What this has done for me has highlighted how many things are tracker me and how badly those things are designed because they don't fail gracefully.
I had a telehealth visit link today that broke using this feature. So that's nice to know. My virtual doctors appointments are being tracked by a third party.
Edit, looks like Firefox is smarter than me, ignore this.
I don’t know what the link was doing, but just because FF thought it was “tracking info” does not mean it was nefarious. It could be used for authentication or security. I have not tested it, but I presume this would break a “reset your password” email link.
I'm rather certain, the way it works is that it removes parameters that are named like well-known tracking parameters. For example, most webpages use Google Analytics, so you see UTM parameters everywhere.
A "reset your password" link could theoretically use a parameter that's named utm_content, then it would presumably get removed by this feature, but I see no sane reason why one would name their password-reset parameter like that.
In general, such tracking parameters are usually named in a way that it will rarely clash with other parameters a webpage may want to use, so for example they may have a prefix like utm_.
Umm, your telehealth link was basically a one time password to log you in/authenticate you.
This feature is for browsing the web where you shouldn’t have to identify yourself to visit a blog about Ravens. If you’re visiting your bank, a service you already use, etc, then the unique url was more for them to confirm it’s you because only you have that unique url.
This is a good step forward for privacy. However, how it’ll handle data embedded in the URL like MVC?
Also, if it does work well, it’s a matter of time until developers find a way to get around it and probably enhance and increase data collected in the process.
It's just the GET parameters it's stripping, those can be used for all sorts of things to pass information to a website to be used as variables for all manner of innocuous things... They just get (ab)used by trackers more than normal web traffic since most of the other uses comes from a site that can pass that as a POST instead, which embeds the parameters in the request header rather than making the URL a mile long, and wouldn't be useful (and could actually be problematic) to be shared with others as part of copying it
As much as I like this idea in theory, in practice I would actually be pretty annoyed if ctrl+c did anything other than copy the currently selected text.
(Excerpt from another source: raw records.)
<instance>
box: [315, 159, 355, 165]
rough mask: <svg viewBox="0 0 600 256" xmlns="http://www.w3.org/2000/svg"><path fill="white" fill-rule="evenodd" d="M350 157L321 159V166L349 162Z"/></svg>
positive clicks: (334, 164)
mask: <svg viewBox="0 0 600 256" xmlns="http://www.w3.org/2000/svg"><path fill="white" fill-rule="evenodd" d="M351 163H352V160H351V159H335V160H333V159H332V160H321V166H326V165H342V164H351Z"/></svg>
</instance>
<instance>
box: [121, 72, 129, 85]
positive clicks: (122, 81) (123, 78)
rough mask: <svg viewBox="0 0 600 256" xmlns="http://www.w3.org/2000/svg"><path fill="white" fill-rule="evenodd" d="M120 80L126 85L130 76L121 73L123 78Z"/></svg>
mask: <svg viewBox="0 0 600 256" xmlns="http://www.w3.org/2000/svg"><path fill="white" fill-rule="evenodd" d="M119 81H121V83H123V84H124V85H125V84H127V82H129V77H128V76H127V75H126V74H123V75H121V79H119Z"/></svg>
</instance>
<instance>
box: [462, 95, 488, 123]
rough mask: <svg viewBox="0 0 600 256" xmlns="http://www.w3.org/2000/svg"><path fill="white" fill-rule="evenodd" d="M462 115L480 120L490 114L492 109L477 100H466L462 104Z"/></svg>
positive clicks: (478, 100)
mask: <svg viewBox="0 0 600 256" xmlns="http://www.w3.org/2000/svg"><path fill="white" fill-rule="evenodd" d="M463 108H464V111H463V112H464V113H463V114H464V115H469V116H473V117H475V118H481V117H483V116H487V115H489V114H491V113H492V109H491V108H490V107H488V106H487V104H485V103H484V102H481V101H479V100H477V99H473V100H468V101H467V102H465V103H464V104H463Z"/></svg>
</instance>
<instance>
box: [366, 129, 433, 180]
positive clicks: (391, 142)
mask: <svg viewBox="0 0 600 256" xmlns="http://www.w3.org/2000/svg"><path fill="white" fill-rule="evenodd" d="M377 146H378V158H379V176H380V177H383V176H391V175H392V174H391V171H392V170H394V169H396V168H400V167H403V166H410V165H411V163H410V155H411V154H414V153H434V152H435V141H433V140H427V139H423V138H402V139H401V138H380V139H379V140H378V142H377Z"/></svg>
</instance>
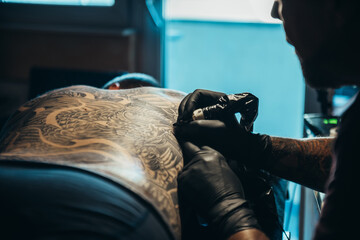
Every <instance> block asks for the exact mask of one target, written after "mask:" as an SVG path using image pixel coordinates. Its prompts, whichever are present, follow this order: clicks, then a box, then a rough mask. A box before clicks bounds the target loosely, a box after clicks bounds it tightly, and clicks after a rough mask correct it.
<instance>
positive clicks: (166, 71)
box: [164, 21, 305, 137]
mask: <svg viewBox="0 0 360 240" xmlns="http://www.w3.org/2000/svg"><path fill="white" fill-rule="evenodd" d="M164 54H165V82H164V85H165V87H166V88H171V89H177V90H181V91H184V92H187V93H189V92H192V91H194V90H195V89H197V88H203V89H210V90H214V91H221V92H226V93H240V92H251V93H253V94H255V95H256V96H257V97H259V99H260V107H259V116H258V119H257V121H256V123H255V131H256V132H261V133H267V134H272V135H277V136H287V137H302V132H303V130H302V128H303V111H304V95H305V84H304V81H303V77H302V74H301V68H300V64H299V61H298V59H297V57H296V55H295V53H294V49H293V47H291V46H290V45H289V44H288V43H287V42H286V41H285V33H284V31H283V29H282V26H281V25H279V24H261V23H260V24H258V23H226V22H224V23H219V22H198V21H169V22H167V25H166V42H165V53H164Z"/></svg>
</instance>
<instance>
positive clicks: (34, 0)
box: [0, 0, 115, 7]
mask: <svg viewBox="0 0 360 240" xmlns="http://www.w3.org/2000/svg"><path fill="white" fill-rule="evenodd" d="M0 2H3V3H21V4H46V5H72V6H104V7H111V6H113V5H114V3H115V0H0Z"/></svg>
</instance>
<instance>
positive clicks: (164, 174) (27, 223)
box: [0, 86, 184, 239]
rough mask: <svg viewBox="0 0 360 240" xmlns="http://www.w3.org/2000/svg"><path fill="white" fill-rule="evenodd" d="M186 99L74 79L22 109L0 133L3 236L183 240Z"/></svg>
mask: <svg viewBox="0 0 360 240" xmlns="http://www.w3.org/2000/svg"><path fill="white" fill-rule="evenodd" d="M183 97H184V95H183V94H182V93H180V92H177V91H172V90H165V89H160V88H153V87H145V88H134V89H128V90H119V91H110V90H103V89H98V88H93V87H89V86H73V87H68V88H63V89H57V90H54V91H51V92H48V93H46V94H44V95H42V96H40V97H38V98H35V99H33V100H31V101H29V102H27V103H26V104H25V105H23V106H22V107H20V108H19V109H18V110H17V111H16V112H15V113H14V114H13V116H12V117H11V118H10V119H9V120H8V122H7V124H6V125H5V126H4V128H3V130H2V132H1V135H0V152H1V153H0V191H1V200H0V212H1V217H0V218H1V219H0V232H1V234H2V236H6V237H5V238H4V239H180V237H181V236H180V235H181V234H180V232H181V231H180V217H179V208H178V200H177V199H178V198H177V175H178V172H179V171H180V170H181V168H182V166H183V165H182V164H183V163H182V154H181V149H180V147H179V145H178V143H177V140H176V139H175V137H174V135H173V132H172V131H173V129H172V124H173V123H174V122H175V121H176V118H177V109H178V104H179V102H180V100H181V99H182V98H183ZM119 236H120V238H119ZM24 237H25V238H24Z"/></svg>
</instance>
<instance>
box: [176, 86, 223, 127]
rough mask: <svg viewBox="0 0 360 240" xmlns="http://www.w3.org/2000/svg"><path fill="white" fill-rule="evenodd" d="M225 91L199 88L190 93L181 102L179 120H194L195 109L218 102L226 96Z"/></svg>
mask: <svg viewBox="0 0 360 240" xmlns="http://www.w3.org/2000/svg"><path fill="white" fill-rule="evenodd" d="M225 95H226V94H225V93H221V92H213V91H209V90H203V89H197V90H195V91H194V92H193V93H190V94H188V95H187V96H186V97H185V98H184V99H183V100H182V101H181V103H180V106H179V115H178V120H177V121H178V122H183V121H185V122H188V121H191V120H192V114H193V112H194V110H196V109H198V108H204V107H207V106H211V105H214V104H216V103H217V101H218V100H219V98H221V97H222V96H225Z"/></svg>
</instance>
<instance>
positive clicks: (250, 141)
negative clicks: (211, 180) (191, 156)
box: [174, 120, 274, 170]
mask: <svg viewBox="0 0 360 240" xmlns="http://www.w3.org/2000/svg"><path fill="white" fill-rule="evenodd" d="M174 132H175V136H176V138H177V139H178V140H179V141H191V142H194V143H195V144H197V145H199V146H210V147H212V148H214V149H216V150H217V151H219V152H221V153H222V154H223V155H224V156H225V157H226V158H228V159H233V160H237V161H239V162H241V163H243V164H245V165H246V166H247V167H250V168H255V169H257V168H261V169H265V170H268V169H270V168H271V167H272V166H273V165H274V159H273V158H272V154H271V138H270V137H269V136H268V135H262V134H254V133H251V132H248V131H245V129H244V128H242V127H241V126H239V125H237V126H227V125H226V124H225V123H224V122H222V121H219V120H196V121H192V122H189V123H183V124H178V125H177V126H175V129H174Z"/></svg>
I would like a keyboard shortcut, though.
It might become the default a little later on, they want to make sure it works ok first as an experimental feature before pushing it as a default would be my guess.
I do that manually. In about 1 out of 10, what looks like tracking stuff is actually needed for the link to work. So I'd expect that copy without site tracking option to not work 100% of the time.
it breaks some websites for me tho, such as the jetbrains YouTrack issue tracker. (including self-hosted); it just keeps reloading
works on all other websites pretty much fine, but it's definitely NOT perfect
Did you confirm this? I tried a handful of different links, and it retained certain necessary parameters. Might depend on the link and how Firefox reads the link. Guessing it's using regex.
Tested New York Times, Bloomberg, Washington Post, and Nature, and they seemed to work (unlike the one built-in on Mastodon, which fails on all of those)
It however did not however strip all the tracking parameters - some of the stuff indicating that a link was shared by an Android user from the New York Times didn't get stripped off.